Other contributors to the discussion included Alan Rigby, Head of Corporate Banking at HSBC. He felt the two hour journey was just about right for people with work to do on laptops while Len Collinson believed that technology would reduce the need for people to physically meet.

BANK LENDING.

 

This topic is being debated everywhere and our gathering held at the magnificent and expanding Chester Zoo, was no exception. Andrew Miller is the MP for Ellesmere Port. His Commons Science committee is about to publish a report entitled “Bridging the valley of death”. It conjures up the nightmare for many SMEs in their search for funding. Miller will be calling for better links between the entrepreneur, funders and universities.

 

Paul Maynard came to the defence of bankers saying they had to apply different criteria in the post 2008 world. They were being ordered to lend and build up their reserves at the same time.

 

Alan Rigby of HSBC said the problem sometimes lay with SMEs. Their bids could lack knowledge of their real needs. Banks are not always the answer. Equity options were often better.

 

NORTHERN REVOLUTION PART TWO.

 

Downtown’s recent discussion on how the North should be governed was taken up at the Chester meeting. Dave Watts once again condemned the abolition of Yorkshire Forward and the North West Development Agency.

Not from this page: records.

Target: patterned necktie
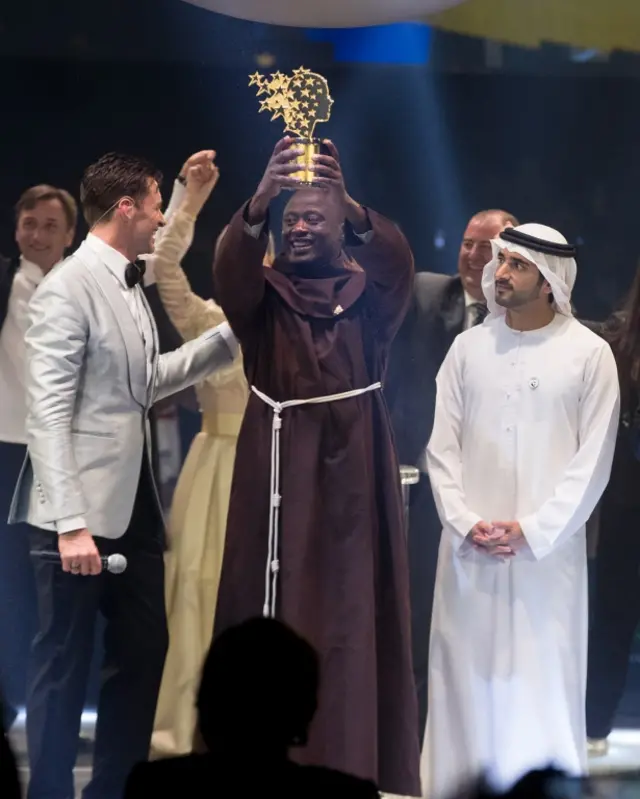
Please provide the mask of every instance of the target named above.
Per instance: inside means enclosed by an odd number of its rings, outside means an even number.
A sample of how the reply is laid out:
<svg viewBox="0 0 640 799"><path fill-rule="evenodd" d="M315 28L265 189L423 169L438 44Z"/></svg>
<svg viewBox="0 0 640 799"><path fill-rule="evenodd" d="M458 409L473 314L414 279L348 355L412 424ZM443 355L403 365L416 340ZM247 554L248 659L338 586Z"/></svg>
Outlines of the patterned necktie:
<svg viewBox="0 0 640 799"><path fill-rule="evenodd" d="M473 313L473 316L471 317L471 327L481 325L488 313L487 306L483 302L474 302L469 306L469 308L471 308Z"/></svg>

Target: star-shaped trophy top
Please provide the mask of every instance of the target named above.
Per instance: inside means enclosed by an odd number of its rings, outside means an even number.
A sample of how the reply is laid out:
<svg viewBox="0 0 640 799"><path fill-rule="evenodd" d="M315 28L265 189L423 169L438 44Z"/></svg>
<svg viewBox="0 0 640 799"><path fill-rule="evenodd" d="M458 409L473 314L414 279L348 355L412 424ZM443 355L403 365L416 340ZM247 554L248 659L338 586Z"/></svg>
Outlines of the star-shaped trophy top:
<svg viewBox="0 0 640 799"><path fill-rule="evenodd" d="M326 78L299 67L293 75L275 72L265 77L259 72L249 76L249 86L257 86L260 111L270 111L271 121L282 117L285 133L302 139L312 139L318 122L327 122L331 116L333 99Z"/></svg>

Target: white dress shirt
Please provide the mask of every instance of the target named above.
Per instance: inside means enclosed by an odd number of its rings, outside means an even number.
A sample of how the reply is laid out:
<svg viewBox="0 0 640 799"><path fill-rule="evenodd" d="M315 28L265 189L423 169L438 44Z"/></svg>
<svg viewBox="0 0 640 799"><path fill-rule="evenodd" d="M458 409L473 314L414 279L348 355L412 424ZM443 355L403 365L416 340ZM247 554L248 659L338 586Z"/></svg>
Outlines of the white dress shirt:
<svg viewBox="0 0 640 799"><path fill-rule="evenodd" d="M473 327L478 314L478 305L485 305L485 303L478 302L469 294L468 291L464 292L464 329L468 330Z"/></svg>
<svg viewBox="0 0 640 799"><path fill-rule="evenodd" d="M20 258L0 333L0 441L7 444L27 443L24 337L29 327L29 302L43 277L39 266Z"/></svg>
<svg viewBox="0 0 640 799"><path fill-rule="evenodd" d="M87 244L100 257L100 260L107 267L113 275L114 280L120 288L120 292L127 303L131 316L136 323L142 341L144 342L144 349L147 355L147 385L151 383L153 374L153 359L155 351L153 347L153 323L149 318L146 304L142 297L141 284L129 288L125 279L125 270L129 264L127 258L122 253L114 250L109 244L106 244L102 239L89 233L87 236Z"/></svg>

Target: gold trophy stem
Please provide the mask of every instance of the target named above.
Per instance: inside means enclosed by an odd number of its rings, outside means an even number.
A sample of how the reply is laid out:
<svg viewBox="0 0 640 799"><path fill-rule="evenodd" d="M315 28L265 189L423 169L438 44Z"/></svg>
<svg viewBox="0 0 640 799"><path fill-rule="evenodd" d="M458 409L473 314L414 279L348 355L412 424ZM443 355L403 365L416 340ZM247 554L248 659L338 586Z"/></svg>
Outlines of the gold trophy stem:
<svg viewBox="0 0 640 799"><path fill-rule="evenodd" d="M296 158L300 164L300 170L294 172L291 177L299 181L303 186L316 186L314 182L315 173L313 172L313 156L320 155L322 152L322 142L320 139L294 139L294 147L302 148L304 153Z"/></svg>

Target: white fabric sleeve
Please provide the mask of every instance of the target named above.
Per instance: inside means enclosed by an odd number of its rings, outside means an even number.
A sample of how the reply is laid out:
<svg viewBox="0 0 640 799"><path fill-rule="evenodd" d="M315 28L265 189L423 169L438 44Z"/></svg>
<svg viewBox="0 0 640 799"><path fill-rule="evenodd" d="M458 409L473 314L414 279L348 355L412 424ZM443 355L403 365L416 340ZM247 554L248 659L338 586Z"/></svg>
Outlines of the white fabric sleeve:
<svg viewBox="0 0 640 799"><path fill-rule="evenodd" d="M536 513L518 520L538 560L586 524L609 481L620 417L620 390L613 353L604 341L586 365L579 414L578 451L563 479Z"/></svg>
<svg viewBox="0 0 640 799"><path fill-rule="evenodd" d="M179 180L173 181L173 190L171 191L171 197L169 198L169 204L166 207L164 212L165 221L168 222L171 217L175 214L178 208L182 205L182 201L184 200L184 196L187 193L187 187L183 186Z"/></svg>
<svg viewBox="0 0 640 799"><path fill-rule="evenodd" d="M456 338L436 377L436 407L426 463L443 532L457 551L482 517L465 500L462 479L464 392L462 345Z"/></svg>
<svg viewBox="0 0 640 799"><path fill-rule="evenodd" d="M72 533L74 530L85 530L86 527L87 521L84 516L69 516L67 519L58 519L56 522L58 535Z"/></svg>

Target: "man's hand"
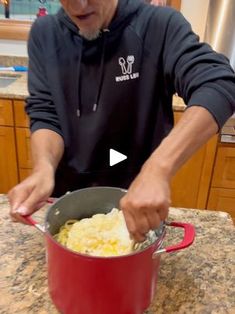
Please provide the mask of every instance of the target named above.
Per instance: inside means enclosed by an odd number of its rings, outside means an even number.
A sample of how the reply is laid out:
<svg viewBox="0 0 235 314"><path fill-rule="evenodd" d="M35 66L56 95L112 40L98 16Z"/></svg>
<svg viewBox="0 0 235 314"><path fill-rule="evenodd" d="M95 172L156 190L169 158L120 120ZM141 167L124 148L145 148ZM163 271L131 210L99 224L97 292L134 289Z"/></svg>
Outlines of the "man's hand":
<svg viewBox="0 0 235 314"><path fill-rule="evenodd" d="M41 170L34 172L8 193L10 216L15 222L26 223L22 217L30 215L42 207L54 188L53 172Z"/></svg>
<svg viewBox="0 0 235 314"><path fill-rule="evenodd" d="M145 162L120 202L127 228L136 241L143 241L150 229L166 219L171 178L217 131L210 112L192 106Z"/></svg>
<svg viewBox="0 0 235 314"><path fill-rule="evenodd" d="M127 228L135 241L144 241L149 230L159 227L167 218L170 202L167 176L147 162L120 201Z"/></svg>
<svg viewBox="0 0 235 314"><path fill-rule="evenodd" d="M42 207L54 189L54 176L64 152L62 137L54 131L39 129L31 135L33 173L9 193L13 221L25 223L29 215Z"/></svg>

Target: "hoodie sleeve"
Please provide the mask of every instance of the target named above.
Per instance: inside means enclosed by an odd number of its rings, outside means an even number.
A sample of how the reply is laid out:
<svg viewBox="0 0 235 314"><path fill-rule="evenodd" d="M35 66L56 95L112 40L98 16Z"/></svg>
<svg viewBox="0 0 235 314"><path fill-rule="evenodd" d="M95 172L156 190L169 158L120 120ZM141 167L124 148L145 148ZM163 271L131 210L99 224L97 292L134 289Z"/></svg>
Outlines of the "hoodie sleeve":
<svg viewBox="0 0 235 314"><path fill-rule="evenodd" d="M188 107L202 106L219 128L235 111L235 75L228 59L200 43L181 13L167 25L163 64L166 81Z"/></svg>
<svg viewBox="0 0 235 314"><path fill-rule="evenodd" d="M40 43L39 20L32 25L28 40L29 97L26 99L26 112L30 118L31 132L49 129L63 136L44 68L45 53Z"/></svg>

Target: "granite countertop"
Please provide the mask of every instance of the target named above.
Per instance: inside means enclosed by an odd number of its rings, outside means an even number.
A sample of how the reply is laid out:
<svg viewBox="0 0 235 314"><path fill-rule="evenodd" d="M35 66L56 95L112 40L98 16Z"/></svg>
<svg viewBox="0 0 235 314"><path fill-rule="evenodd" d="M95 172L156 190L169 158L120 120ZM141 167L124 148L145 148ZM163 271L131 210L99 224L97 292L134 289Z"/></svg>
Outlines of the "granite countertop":
<svg viewBox="0 0 235 314"><path fill-rule="evenodd" d="M6 87L0 87L0 98L25 99L28 96L26 72L1 72L1 76L16 76L17 79Z"/></svg>
<svg viewBox="0 0 235 314"><path fill-rule="evenodd" d="M5 67L11 67L14 65L28 66L28 58L0 55L0 65ZM7 87L0 87L0 98L25 99L28 96L27 72L0 72L0 76L5 75L16 76L17 79Z"/></svg>
<svg viewBox="0 0 235 314"><path fill-rule="evenodd" d="M8 211L7 198L0 195L0 313L56 314L47 290L43 235L12 223ZM37 212L38 221L44 213ZM230 216L171 208L169 220L194 224L197 235L191 247L162 255L157 291L146 314L234 314L235 227ZM166 244L180 235L169 228Z"/></svg>

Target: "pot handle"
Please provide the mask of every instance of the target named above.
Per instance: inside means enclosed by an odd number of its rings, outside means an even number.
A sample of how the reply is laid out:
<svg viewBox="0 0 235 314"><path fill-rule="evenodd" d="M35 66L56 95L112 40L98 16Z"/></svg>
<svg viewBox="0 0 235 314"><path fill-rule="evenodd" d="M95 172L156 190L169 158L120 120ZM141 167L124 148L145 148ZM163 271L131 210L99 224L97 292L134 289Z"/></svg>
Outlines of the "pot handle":
<svg viewBox="0 0 235 314"><path fill-rule="evenodd" d="M23 216L22 215L22 217L24 218L24 220L26 220L27 221L27 223L28 224L30 224L31 226L34 226L35 228L37 228L39 231L41 231L42 233L45 233L45 227L44 226L42 226L42 225L40 225L39 223L37 223L33 218L32 218L32 216L31 215L25 215L25 216Z"/></svg>
<svg viewBox="0 0 235 314"><path fill-rule="evenodd" d="M46 202L48 204L53 204L55 202L55 199L52 197L49 197ZM37 223L31 215L25 215L25 216L22 215L22 217L27 221L28 224L30 224L31 226L34 226L42 233L45 233L46 231L45 226L42 226L39 223Z"/></svg>
<svg viewBox="0 0 235 314"><path fill-rule="evenodd" d="M153 258L156 258L158 255L162 253L170 253L179 251L181 249L184 249L188 246L190 246L195 238L195 228L192 224L189 223L183 223L183 222L171 222L166 223L169 227L179 227L184 229L184 238L180 243L174 244L172 246L168 246L163 249L159 249L153 253Z"/></svg>

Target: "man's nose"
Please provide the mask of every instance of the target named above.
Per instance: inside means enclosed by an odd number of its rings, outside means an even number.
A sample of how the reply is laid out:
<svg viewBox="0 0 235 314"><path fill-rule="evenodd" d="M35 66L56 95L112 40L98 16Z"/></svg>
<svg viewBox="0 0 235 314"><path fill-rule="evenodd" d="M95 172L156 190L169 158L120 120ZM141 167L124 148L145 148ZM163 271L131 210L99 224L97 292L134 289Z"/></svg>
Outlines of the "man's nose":
<svg viewBox="0 0 235 314"><path fill-rule="evenodd" d="M84 9L88 5L89 0L71 0L71 5L74 9Z"/></svg>

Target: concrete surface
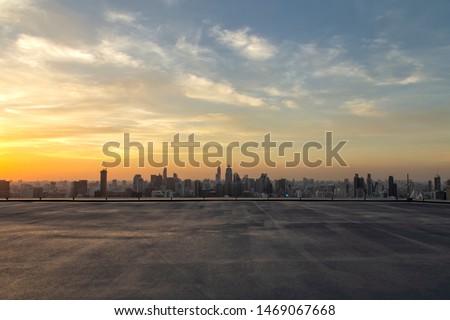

He hinted that Labour might restore them but I had to point out that senior shadow ministers had already said they would live with the patchwork of Local Enterprise Partnerships.

 

However there seems to be all party support emerging for some overarching northern council to tackle issues like transport, the economy and skills. Conservative Paul Maynard favoured this approach.

 

On the economy in general there was a feeling at the meeting that the corner is being turned which possibly explains the resurgence in Tory morale at Westminster recently. Ed Miliband will need to get his row with the unions over quickly to try and re-establish his opinion poll lead which has evaporated.